O mestre Guilherme Caon ensina os básicos da fabricação artesanal de cerveja no Estilo Próprio:

Amar a cerveja sobre todas as coisas

Marcos Becker Rostirolla tem profissão de personagem de Nelson Rodrigues. “Sou protético”, se apresenta. Ido Décio Schneider trabalha como analista de dados da IBM. Paula Mühlbach, a organizadora, é webdesigner do Tribunal de Contas do Estado. Diretor de arte de uma agência de publicidade, Maurício Chaulet dos Santos é um dos mais jovens do grupo. Tem 28 anos. A unir profissionais tão díspares, o gosto pela boa cerveja.
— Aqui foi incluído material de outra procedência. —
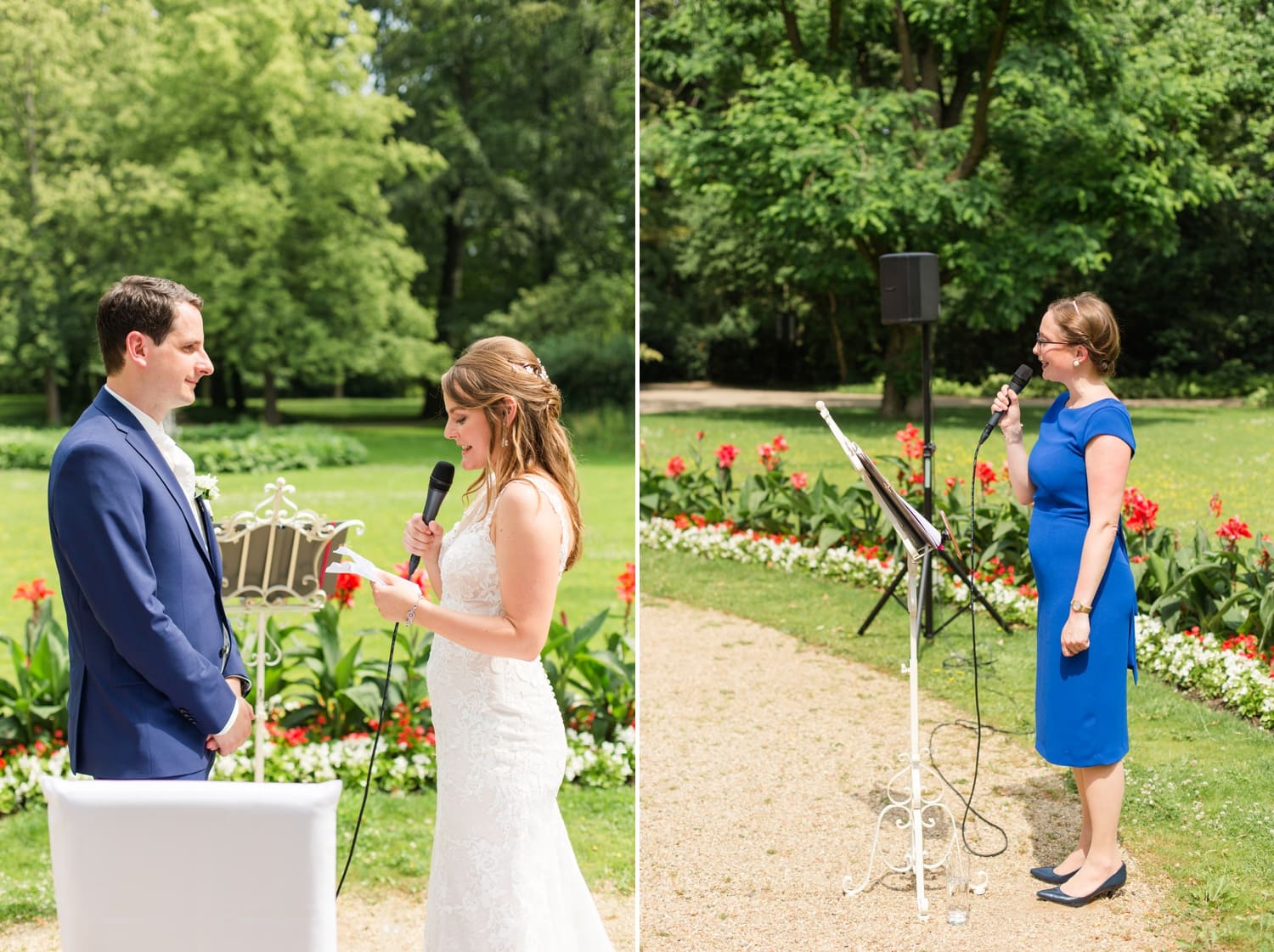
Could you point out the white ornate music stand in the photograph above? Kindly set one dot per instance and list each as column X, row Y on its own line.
column 906, row 789
column 273, row 561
Mas não apenas por beber cerveja. Também por fazê-la.

Está reunida pela segunda vez a confraria de cervejeiros artesanais, entidade ainda sem nome oficial que agrega representantes de um fenômeno brasileiro nos últimos anos: o apreciador que busca a própria versão caseira das caras marcas importadas à venda nos supermercados. O local da reunião é o Bierkeller, bar da Bela Vista, em Porto Alegre, onde 23 cervejeiros amadores se reuniram para discutir a fabricação de cerveja, trocar informações sobre cerveja e, naturalmente, beber cerveja.

O tempo de experiência dos presentes na fabricação de cerveja mostra como o fenômeno é recente. Embora Rafael Cornélio se destaque, já tendo produzido desde 1989 mil versões de sua Flachbier, que levou para a reunião numa garrafa pet de plástico de dois litros, a maioria começou depois de Léo Sassen, um dos donos da BSG Cervejeiros Artesanais, que fabrica a própria cerveja desde 2004. Formada por Sassen, diretor de TV, e dois sócios, um advogado e um médico, a BSG produz 450 litros de cerveja todos os meses. Poderia ser o dobro, mas os donos não se interessam em criar uma cervejaria comercial. A produção atual é dividida entre eles e os amigos. A BSG é um hobby caro, ocupando um galpão alugado apenas para os equipamentos. Equipamentos mesmo, caros e importados, não as improvisações que marcam a maioria das cervejarias caseiras.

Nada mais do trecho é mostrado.